Visitors to Oslo can benefit from purchasing an Oslo Pass valid for 1-3 days. The Pass is great value and allows free entry to over 30 attractions and museums plus the city's outdoor swimming pools. It allows free travel on public transport and discounts on sightseeing tours, entrance to the Tusenfryd Amusement Park and concert tickets. It can also be used for many other special offers.
Oslo is a well-known location for indulging in Spa treatments. There are some awesome Spas such as The Well, which is Norway's largest spa and boathouse. It has 15 saunas and steam rooms, 11 pools and a Japanese onsen bathhouse. Massages and treatments will help you relax and reinvigorate your mind and body. Alternatively, try the alternative Nordic and Norwegian treatments offered at The Thief Spa, where the atmosphere is inspired by moss, slate, sea and Nordic light.
Calendar of Events
The capital's calendar of events is jammed packed with an amazing variety of festivals, concerts, parades and sporting fixtures. The world-famous Nobel Peace Prize Ceremony is held every December in the City Hall and the award recipients are greatly anticipated each year.
Tens of thousands of people line the streets to see the big Oslo Pride Parade in July each year. It is the country's largest festival celebrating the LGBT community. Pride art also runs at the same time, exhibiting work by more than 70 artists both amateur and professional and from 20 countries around the world.
The Oya Festival is held in August and is one of the largest outdoor music events held in Oslo. Four days of big international names from rock and pop genres perform alongside up and coming musicians.
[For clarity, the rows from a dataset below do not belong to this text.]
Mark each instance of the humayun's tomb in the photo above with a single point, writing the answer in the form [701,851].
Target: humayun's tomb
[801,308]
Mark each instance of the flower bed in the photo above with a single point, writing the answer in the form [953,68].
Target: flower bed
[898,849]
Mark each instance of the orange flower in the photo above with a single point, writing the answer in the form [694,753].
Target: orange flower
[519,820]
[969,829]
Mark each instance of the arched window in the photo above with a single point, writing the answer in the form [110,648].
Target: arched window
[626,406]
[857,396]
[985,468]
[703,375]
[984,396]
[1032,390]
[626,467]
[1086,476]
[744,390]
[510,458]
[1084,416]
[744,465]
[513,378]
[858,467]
The day before the festival starts, the Oya Club Night takes place with numerous concerts being held around the city.
Oslo Jazz Festival is also held in August and has been attracting loyal fans from around the globe since 1986. Genres range from ragtime to swing, rap to bop, with both electric and acoustic performances. This a well-organised event suitable for all the family.
World-class chamber ensembles travel to Norway each summer to perform at the Oslo Chamber Music Festival. It has been a well-received event since Norway's acclaimed violinist Arve Tellefsen established it 1989. As well as presenting chamber music to a wider audience, it provides an opportunity to see some of the city's most beautiful concert venues, some of which are not normally open to the public.